The Hubble Space Telescope has been described as the most productive scientific instrument in history. Sized to fit the cargo bay of the space shuttle orbiter, Hubble is a large optical telescope designed to make astronomical observations unimpeded by Earth’s atmosphere, which can distort and block electromagnetic radiation received from planetary and celestial bodies. Before Hubble, scientific satellites had been launched and would never be touched thereafter, which meant that they could not be maintained, repaired, or upgraded. In contrast, Hubble was designed to be visited periodically by the space shuttle and serviced by astronauts on EVAs. Not only was Hubble intended to be an important astronomical tool, but it was also a flagship mission for the space shuttle, showing the value of a reusable spacecraft with a human crew.
Conceptually, the marriage of the space shuttle and Hubble made sense.
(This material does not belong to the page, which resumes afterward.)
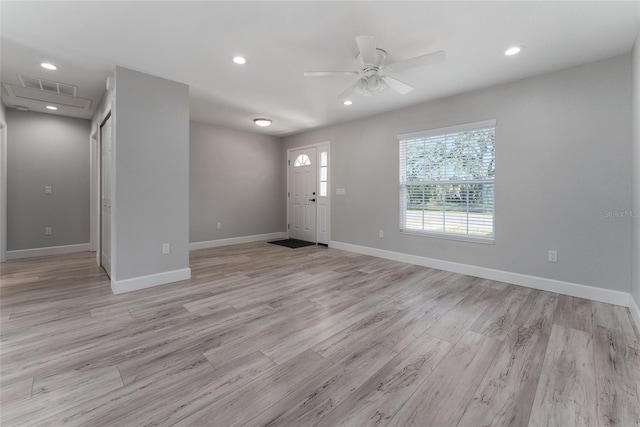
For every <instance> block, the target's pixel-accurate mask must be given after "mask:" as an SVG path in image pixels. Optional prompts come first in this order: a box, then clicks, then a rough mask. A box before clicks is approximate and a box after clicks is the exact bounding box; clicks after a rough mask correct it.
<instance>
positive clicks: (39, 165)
mask: <svg viewBox="0 0 640 427" xmlns="http://www.w3.org/2000/svg"><path fill="white" fill-rule="evenodd" d="M6 116H7V129H8V139H9V140H10V141H11V143H10V144H8V146H7V250H8V251H14V250H24V249H35V248H46V247H52V246H67V245H76V244H86V243H88V242H89V143H88V137H89V129H90V123H89V121H88V120H84V119H75V118H70V117H62V116H56V115H53V114H44V113H36V112H23V111H18V110H15V109H8V110H7V112H6ZM45 186H52V187H53V194H51V195H46V194H45V193H44V189H45ZM45 227H52V228H53V233H52V235H50V236H46V235H45Z"/></svg>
Translating from concept to implementation is an enormously challenging project, and that journey is the heart of Sullivan’s book. What parts of Hubble should be serviceable? How should Hubble be designed and built to enable its servicing? What tools are needed? What procedures? How can all of these things be made compatible with the limitations imposed by EVA, including items such as bulky space suit gloves? How can the astronauts use these tools and execute these procedures safely? How can the Hubble’s design, tools, and procedures—all intended to be used in the almost airless microgravity environment of space—be tested and validated on the ground? All of these concerns were uncharted territory in which invention would be needed.
Sullivan does a wonderful job of describing the process of innovation by the Hubble servicing team, which included members from several NASA centers as well as contractors. The reader learns about Sullivan’s role but also meets compelling people like Frank Costa, a Lockheed engineer who managed the Hubble’s electrical system, and Brian Woodworth, who designed the tools that astronauts would use. Sullivan paints a vivid and admiring portrait of each of these people and many more.
We now know in hindsight what the Hubble in-flight maintenance team could not have known in advance: that Hubble was built with a serious flaw in its optical system that was only discovered after launch and prevented it from accomplishing the intended mission. The capabilities developed by the team did not just enable Hubble to have its service life extended. They were required to save Hubble from almost total failure. Additional servicing missions have greatly improved the observational powers of Hubble and keep it operational as it begins its fourth decade in orbit.
Handprints on Hubble is an outstanding book worth reading, both as a way to learn about how high-performance teams innovate and how NASA really carries out the marvelous things that it does.
Kenneth P. Katz
"The views expressed are those of the author(s) and do not reflect the official policy or position of the US government or the Department of Defense."